To be fair though, the level of media intimidation of those who, in John Pilger's words, ‘question the manipulation of the remembrance of Australia's blood sacrifice for imperialism, old and new' is severe. Pilger notes that the militaristic media propaganda is "Aimed at the young, a maudlin "new patriotism" reaches an annual climax on April 25, the anniversary of the first world war disaster at Gallipoli known as Anzac Day. The message is undisguised militarism promoting the invasions of Afghanistan and Iraq. Thus, Prime Minister Rudd says, absurdly, that the military is Australia's highest calling".
Incidently I much prefer Liam Clancy's haunting rendition of "The Band Played Waltzing Matilda.
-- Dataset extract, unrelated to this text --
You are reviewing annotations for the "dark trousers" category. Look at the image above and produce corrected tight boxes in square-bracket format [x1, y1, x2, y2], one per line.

"Waltzing Matilda" was virtually Australia's national song at the time of Gallipoli and indeed even in my childhood. The words of the song supposedly embodied the free spirit, resourcefulness and defiance of authority associated with the Australian ‘out back' characters in pre-Federation days. Arguably the plot of ‘Waltzing Matilda' is based on the conflict that raged between shearers and rural workers and their squatter (land owner) bosses in the early 1890s, before the song was written by Banjo Paterson near Winton in outback Queensland. "Matilda" was the name given to the camping gear or "swag" men carried on their backs as they walked from station to station, farm to farm and town to town looking for work in the 19th and early 20th centuries. Apparently "Matilda" was an old Teutonic female name meaning ‘mighty battle maid' and the name became used as a slang term meaning a de facto wife who accompanied a wanderer. In the Australian bush a man's swag was regarded as a kind of de facto wife, hence his ‘Matilda'. Thus humping one's swag or ‘bluey' around the countryside became "waltzing" Matilda.
There were no cars in those days and few itinerant blokes couldn't afford a horse so they camped under the stars as they walked the countryside. During the Great Depression in the 1930s the custom of "humping the bluey" or "waltzing Matilda" experienced a huge revival as many blokes couldn't find work in the cities and took to the road carrying their swag from place to place hoping to get a feed in return for doing farm chores and the like.